The Austrian government announced on July 15 the establishment of a specialised centre to research and document the activities of “political Islam”.
The announcement followed attacks by groups affiliated to the Grey Wolves – a Turkish ultranationalist movement, officially known as Idealist Hearths, linked to the far-right Nationalist Movement Party (MHP) – on a demonstration in June organised by leftist Austrians, Kurds, and Turks.
Austrian Integration Minister Susanna Raab, a member of the conservative ruling Austrian People’s Party, said in an interview with ZDF channel on July 27 that the Austrian government knows there are groups in Austria that are funded from abroad, specifically from Turkey, Qatar and other countries, and said her government is willing to tackle these organisations.
According to Raab, a team of five to seven experts will be led independently by the director of the new centre. “The Vienna-based fund is also accompanied by a scientific advisory board that will contribute national and international expertise. The centre is founded as a federal institution modelled on the Austrian Integration Fund, with start-up funding coming from the budget of the Ministry of Integration at 500,000 euros ($594,000),” Raab added.
The Austrian government and many researchers consider that what it calls political Islam poses an increasing threat to European countries and hopes that the new centre will present a positive image that can be applied later across Europe to combat extremist groups.
The idea of establishing the centre was inspired by the Foundation of the Documentation Centre for Austrian Resistance, which specialises in documenting Austrians’ resistance against the Nazis and the prosecution of people at the hands of fascism at that time.
Nina Schultz, a political researcher on political Islam affairs, said in a press interview with the German (ZDF) channel that she is happy with the Austrian government’s decision to establish the research centre, adding that the increased danger these organisations pose needs such a centre.
Schultz said political Islam in Europe, and Austria in particular, seeks to restructure society and the state according to its religious vision.
On the other side, the President of the General Coordinating Council of Islamic Institutions and Associations in Austria (IGGiÖ), Ümit Vural, said that cooperation with this research centre is “unreasonable”.
IGGiÖ presents itself as an independent institution and had some 45,000 registered members in Austria, which comprised 8 percent of the total number of the Muslims in Austria, according to media reports in 2010. An estimation of its current membership now is not available.

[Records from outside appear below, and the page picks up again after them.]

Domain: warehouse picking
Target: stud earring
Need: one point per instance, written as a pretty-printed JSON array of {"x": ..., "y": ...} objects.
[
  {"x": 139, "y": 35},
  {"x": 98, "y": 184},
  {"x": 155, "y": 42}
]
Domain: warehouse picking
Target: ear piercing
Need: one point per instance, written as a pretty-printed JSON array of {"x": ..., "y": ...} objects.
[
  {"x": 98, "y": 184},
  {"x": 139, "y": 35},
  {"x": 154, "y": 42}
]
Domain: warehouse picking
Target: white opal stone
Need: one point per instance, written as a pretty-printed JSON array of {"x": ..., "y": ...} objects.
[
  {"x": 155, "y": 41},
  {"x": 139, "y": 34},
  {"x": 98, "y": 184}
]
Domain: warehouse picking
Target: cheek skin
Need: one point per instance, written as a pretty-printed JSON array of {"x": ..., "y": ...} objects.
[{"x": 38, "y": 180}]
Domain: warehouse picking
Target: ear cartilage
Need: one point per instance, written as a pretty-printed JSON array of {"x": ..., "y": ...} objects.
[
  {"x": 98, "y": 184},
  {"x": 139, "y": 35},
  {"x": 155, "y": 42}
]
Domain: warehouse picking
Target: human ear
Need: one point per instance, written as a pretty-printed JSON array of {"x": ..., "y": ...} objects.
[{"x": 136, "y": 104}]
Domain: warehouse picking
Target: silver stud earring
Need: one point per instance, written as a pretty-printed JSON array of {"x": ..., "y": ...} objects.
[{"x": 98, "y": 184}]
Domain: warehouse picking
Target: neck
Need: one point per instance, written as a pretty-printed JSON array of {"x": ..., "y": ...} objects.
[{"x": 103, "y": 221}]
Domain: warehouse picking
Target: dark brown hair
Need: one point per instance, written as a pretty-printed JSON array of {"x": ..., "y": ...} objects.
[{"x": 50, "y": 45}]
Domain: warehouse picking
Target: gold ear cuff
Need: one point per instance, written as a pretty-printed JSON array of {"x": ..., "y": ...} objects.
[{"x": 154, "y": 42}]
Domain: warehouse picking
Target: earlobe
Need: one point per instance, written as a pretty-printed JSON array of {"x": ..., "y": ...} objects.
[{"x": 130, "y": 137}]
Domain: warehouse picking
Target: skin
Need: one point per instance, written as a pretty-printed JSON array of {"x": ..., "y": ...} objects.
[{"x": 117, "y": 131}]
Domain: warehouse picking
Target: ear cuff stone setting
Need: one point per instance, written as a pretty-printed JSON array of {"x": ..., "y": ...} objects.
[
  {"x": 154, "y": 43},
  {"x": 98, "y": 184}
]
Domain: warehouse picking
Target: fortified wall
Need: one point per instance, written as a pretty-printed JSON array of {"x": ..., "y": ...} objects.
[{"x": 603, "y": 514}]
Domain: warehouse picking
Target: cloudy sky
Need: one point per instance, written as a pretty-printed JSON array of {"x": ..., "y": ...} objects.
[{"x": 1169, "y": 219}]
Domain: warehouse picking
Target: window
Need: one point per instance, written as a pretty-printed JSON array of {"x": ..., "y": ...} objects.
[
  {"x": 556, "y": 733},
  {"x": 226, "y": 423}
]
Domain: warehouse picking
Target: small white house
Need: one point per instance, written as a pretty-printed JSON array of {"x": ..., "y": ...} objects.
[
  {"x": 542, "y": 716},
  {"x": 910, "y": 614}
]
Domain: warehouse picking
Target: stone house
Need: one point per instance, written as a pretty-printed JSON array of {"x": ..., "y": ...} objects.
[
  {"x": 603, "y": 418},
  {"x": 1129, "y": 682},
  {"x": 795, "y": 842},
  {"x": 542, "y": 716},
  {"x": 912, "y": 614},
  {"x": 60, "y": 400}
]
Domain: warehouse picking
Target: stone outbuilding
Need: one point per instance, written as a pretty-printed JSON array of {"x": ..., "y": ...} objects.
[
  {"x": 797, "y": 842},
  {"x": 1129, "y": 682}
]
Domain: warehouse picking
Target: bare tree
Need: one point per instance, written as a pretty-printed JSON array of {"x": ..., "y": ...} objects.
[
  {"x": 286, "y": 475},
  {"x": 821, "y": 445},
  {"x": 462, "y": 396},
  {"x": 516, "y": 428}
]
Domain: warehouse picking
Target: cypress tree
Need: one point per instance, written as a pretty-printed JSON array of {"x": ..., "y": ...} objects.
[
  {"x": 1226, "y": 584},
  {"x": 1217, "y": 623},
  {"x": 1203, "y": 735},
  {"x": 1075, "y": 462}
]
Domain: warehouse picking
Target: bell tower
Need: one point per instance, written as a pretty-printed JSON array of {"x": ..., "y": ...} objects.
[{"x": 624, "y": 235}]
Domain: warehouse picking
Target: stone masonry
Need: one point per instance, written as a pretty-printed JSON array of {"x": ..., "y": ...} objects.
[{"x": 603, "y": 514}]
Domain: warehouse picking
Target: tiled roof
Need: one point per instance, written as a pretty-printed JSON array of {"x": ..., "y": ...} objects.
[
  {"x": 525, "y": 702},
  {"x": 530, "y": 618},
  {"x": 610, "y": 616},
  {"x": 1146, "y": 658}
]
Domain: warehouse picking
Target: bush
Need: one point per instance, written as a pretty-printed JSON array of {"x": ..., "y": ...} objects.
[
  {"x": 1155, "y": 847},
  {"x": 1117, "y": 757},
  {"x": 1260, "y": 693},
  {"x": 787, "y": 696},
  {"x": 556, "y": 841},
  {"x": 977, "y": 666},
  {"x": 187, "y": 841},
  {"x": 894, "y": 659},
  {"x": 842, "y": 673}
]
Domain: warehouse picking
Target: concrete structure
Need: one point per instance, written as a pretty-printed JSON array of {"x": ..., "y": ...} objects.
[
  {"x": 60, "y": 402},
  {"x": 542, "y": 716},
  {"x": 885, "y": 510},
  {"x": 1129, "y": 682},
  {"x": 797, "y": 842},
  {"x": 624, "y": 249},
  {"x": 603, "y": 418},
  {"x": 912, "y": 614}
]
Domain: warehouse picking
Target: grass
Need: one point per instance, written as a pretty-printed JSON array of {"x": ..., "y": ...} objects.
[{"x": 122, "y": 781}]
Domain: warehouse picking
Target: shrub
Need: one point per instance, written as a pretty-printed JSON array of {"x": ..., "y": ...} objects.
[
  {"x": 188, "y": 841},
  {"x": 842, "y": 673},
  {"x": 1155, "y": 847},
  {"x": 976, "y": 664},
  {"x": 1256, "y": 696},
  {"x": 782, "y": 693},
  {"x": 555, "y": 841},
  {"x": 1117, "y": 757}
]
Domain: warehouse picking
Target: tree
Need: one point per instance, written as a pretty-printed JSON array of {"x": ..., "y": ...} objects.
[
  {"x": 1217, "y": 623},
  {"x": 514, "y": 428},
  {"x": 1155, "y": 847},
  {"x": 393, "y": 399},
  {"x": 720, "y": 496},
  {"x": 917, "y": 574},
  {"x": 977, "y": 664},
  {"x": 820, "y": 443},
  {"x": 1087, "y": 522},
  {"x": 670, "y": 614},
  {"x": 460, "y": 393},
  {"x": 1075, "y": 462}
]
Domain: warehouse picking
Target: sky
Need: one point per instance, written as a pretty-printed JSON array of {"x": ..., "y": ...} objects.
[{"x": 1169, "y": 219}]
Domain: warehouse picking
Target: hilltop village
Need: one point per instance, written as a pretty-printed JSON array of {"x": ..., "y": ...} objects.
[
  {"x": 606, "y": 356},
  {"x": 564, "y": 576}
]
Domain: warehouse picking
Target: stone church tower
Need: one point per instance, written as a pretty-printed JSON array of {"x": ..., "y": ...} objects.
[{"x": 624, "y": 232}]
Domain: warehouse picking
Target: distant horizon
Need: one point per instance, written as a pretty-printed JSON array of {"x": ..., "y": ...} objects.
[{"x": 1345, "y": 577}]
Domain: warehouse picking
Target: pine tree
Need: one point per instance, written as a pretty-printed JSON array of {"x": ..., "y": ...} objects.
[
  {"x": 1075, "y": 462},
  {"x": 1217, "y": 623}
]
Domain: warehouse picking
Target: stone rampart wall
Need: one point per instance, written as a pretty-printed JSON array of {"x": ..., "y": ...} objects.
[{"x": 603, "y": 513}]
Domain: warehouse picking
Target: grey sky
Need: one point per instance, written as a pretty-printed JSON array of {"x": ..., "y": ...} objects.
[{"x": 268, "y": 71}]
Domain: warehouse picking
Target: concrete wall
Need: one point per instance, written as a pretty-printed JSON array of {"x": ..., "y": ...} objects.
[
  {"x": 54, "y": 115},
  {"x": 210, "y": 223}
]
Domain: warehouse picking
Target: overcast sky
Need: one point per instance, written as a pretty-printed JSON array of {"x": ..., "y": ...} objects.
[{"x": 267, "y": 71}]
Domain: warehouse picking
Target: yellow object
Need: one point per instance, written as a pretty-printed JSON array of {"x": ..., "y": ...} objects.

Ronald Belek, a professor of philosophy and history, said on Austrian website Humanistic Press Service that Vural is considered to be a representative of the Islamic Union, accused of having a relationship with the Millî Görüş movement, and thus he has a direct association with Turkey’s ruling Turkish Justice and Development Party (AKP) and the Grey Wolves.
The Centre for Documentation of Political Islam includes Lorenzo G. Vidino, director of the programme on extremism at George Washington University, and Muhannad Khorshid, head of Islamic theology at the University of Munster and a professor of Islamic religious education.
Khorshid, in a interview with the Austrian newspaper Der Standard, said he saw the new centre as an “opportunity for Muslims” and that its establishment is important because political and scientific discourse in Europe has focused in recent years on jihad and Salafism and largely ignores political Islam, which he considered a far greater danger.
“In political Islam, religion serves as a mean to manipulate believers. Political Islam is against all of us and is much more dangerous than any other form such as jihadism and Salafism because it is much subtler. It presents itself under the cloak of democracy and human rights with the aim of controlling and penetrating decision-making circles under the name of religion,” Khorshid told Der Standard.
The decision to establish the centre comes as a consequence of the recent attacks on the two aforementioned demonstrations in Vienna in June which were protesting against Turkish military operations taking place in Iraqi Kurdistan as well as against a series of killings of women in Turkey.
These protests were attacked by Turkish nationalist groups, most of whom are affiliated or sympathetic to the Grey Wolves movement. The police fined some Turks for using hand gestures banned for their association with the Grey Wolves, an organisation that has been being described as the MHP’s paramilitary or militant wing.
The Austrian Foreign Ministry summoned the Turkish ambassador to Vienna following the violence.
In a familiar response, the Turkish Foreign Ministry strongly criticised Austria’s handling of the left-wing protests, which it said were groups linked to the outlawed Kurdistan Workers’ Party (PKK).
The ministry said it would summon the Austrian ambassador to Ankara and inform him about Turkey’s concerns. The foreign ministry also accused the Austrian security forces of dealing “harshly” with Turkish nationalist protesters.
Turkey has a cluster network of organisations and agents scattered in many Western European countries and it works regularly to monitor opponents and gather their information to send them later to Ankara.
German intelligence reports confirmed that Turkey has about 8,000 agents to spy on dissidents in Germany alone by cooperating with the mosques of the Turkish-Islamic Union for Religious Affairs (DİTİB), one of Germany’s largest Islamic organisations.